US Commerce Secretary Don Evans has blasted China's poor record on intellectual property rights with a little help from Hollywood blood and gore master Quentin Tarantino.
Evans told members of the American Chamber of Commerce in Beijing on Tuesday it took him barely 24 hours to find pirated versions of Tarantino's latest cult film, Kill Bill.
"It didn't take long; in the last 24 hours I was able to purchase a (video) CD on the streets of Beijing," Evans said.
"This is a movie that is beginning to enter the movie theatres in the United States," he said, holding up a copy of the bloody thriller by Tarantino.
"Our two children are going to see the movie; they will pay $8 or $9 at the movie theatre.

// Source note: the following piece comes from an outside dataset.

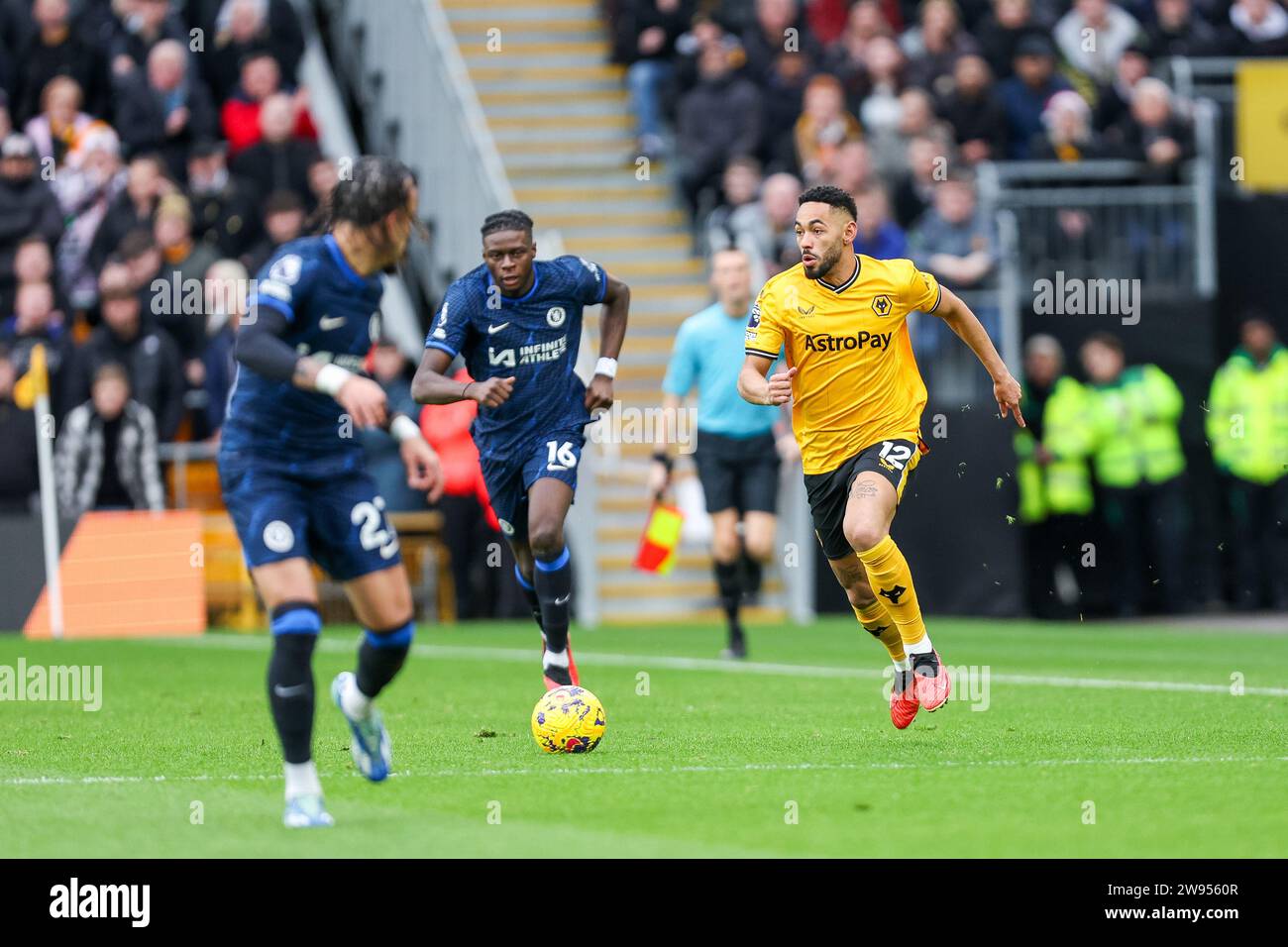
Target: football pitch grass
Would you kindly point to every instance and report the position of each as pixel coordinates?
(1083, 740)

I bought this for $1."
Evans did not say if his children were old enough to see the action film that some have criticised for its graphic violence, nor was it clear if he was aware that the movie, starring Uma Thurman and David Carradine, was partly filmed in Beijing.
"It didn't take long; in the last 24 hours I was able to purchase a (video) CD on the streets of Beijing"
Commerce Secretary, US
According to his aides, Evans bought Kill Bill and a copy of Intolerable Cruelty, starring George Clooney and Catherine Zeta-Jones, "because the films had just begun their run in movie theatres in the US and were not available in stores in video or DVD format."
The contraband was purchased in Beijing's central business district close to the Beijing Friendship Store after Evans arrived on Monday afternoon, the aides said.
Both Europeans and Americans have been turning up the heat on China over its poor record on the protection of intellectual property.
When US Trade Representative Robert Zoellick visited Beijing last week, he told his Chinese hosts they must do a better job at ending rampant piracy and counterfeiting of foreign products.